NEW ARTICLE IN MDPI – BIOMEDINFORMATICS

PROJECTION OF HIGH-DIMENSIONAL GENOME-WIDE EXPRESSION ON SOM TRANSCRIPTOME LANDSCAPES

writen by Maria Nikoghosyan, Henry Loeffler-Wirth, Suren Davidavyan, Hans Binder and Arsen Arakelyan

The self-organizing maps portraying has been proven to be a powerful approach for analysis of transcriptomic, genomic, epigenetic, single-cell, and pathway-level data as well as for “multi-omic” integrative analyses. However, the SOM method has a major disadvantage: it requires the retraining of the entire dataset once a new sample is added, which can be resource- and time-demanding. It also shifts the gene landscape, thus complicating the interpretation and comparison of results.

To overcome this issue, we have developed two approaches of transfer learning that allow for extending SOM space with new samples, meanwhile preserving its intrinsic structure. The extension SOM (exSOM) approach is based on adding secondary data to the existing SOM space by “meta-gene adaptation”, while supervised SOM portrayal (supSOM) adds support vector machine regression model on top of the original SOM algorithm to “predict” the portrait of a new sample.
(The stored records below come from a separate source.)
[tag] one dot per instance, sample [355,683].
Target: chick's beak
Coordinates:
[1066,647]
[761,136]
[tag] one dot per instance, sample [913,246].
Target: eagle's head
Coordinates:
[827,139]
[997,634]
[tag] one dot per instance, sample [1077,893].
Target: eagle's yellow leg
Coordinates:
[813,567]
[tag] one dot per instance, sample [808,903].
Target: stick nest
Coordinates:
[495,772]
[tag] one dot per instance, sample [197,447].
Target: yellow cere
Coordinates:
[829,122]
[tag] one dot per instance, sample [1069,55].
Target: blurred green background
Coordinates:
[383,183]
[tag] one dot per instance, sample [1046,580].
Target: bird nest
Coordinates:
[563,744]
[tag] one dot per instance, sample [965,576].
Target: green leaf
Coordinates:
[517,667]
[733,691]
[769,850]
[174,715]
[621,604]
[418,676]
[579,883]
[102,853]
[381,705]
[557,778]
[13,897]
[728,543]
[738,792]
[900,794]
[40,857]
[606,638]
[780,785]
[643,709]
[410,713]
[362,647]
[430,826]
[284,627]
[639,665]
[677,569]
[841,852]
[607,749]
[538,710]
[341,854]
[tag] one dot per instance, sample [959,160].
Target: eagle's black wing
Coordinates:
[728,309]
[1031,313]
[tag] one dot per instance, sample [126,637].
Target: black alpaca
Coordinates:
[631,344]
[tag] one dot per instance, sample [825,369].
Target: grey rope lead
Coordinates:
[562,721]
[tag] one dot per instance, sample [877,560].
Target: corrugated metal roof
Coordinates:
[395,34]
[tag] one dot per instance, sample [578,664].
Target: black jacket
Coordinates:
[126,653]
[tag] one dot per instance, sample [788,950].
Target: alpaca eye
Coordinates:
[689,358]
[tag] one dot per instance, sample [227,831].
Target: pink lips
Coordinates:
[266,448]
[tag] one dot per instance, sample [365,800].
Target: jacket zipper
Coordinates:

Both methods have been shown to accurately combine existing and new data. With simulated data, exSOM outperforms supSOM for accuracy, while supSOM significantly reduces the computing time and outperforms exSOM for this parameter. Analysis of real datasets demonstrated the validity of the projection methods with independent datasets mapped on existing SOM space. Moreover, both methods well handle the projection of samples with new characteristics that were not present in training datasets.

Conclusions:

In this paper, we described options for extending SOM-based high-dimensional transcriptomic data portraying with additional, independent samples. The two extension approaches presented enable overcoming the main limitation of SOM machine learning, namely, that adding samples or complete datasets changes the intrinsic primary structure of primary SOM. Both exSOM and supSOM demonstrated their utility in overcoming this drawback. Both methods have their advantages and disadvantages: while exSOM seems more accurate, supSOM is time-efficient. From the methodical side, the novelty of the study is provided by the combination of previous SOM portrayal neural network machine learning with extrapolation of metagene values for novel samples using additive transfer learning approaches which transfer novel data into a multidimensional space obtained from previously collected data. The novel methods considerably widen the application range of SOM portrayal because they not only make computations more effective but, especially, because they enable usage of always analyzed data space for novel samples. Analysis of inflammatory disease and cancer datasets demonstrated the validity of the projection methods with independent datasets mapped on existing SOM space.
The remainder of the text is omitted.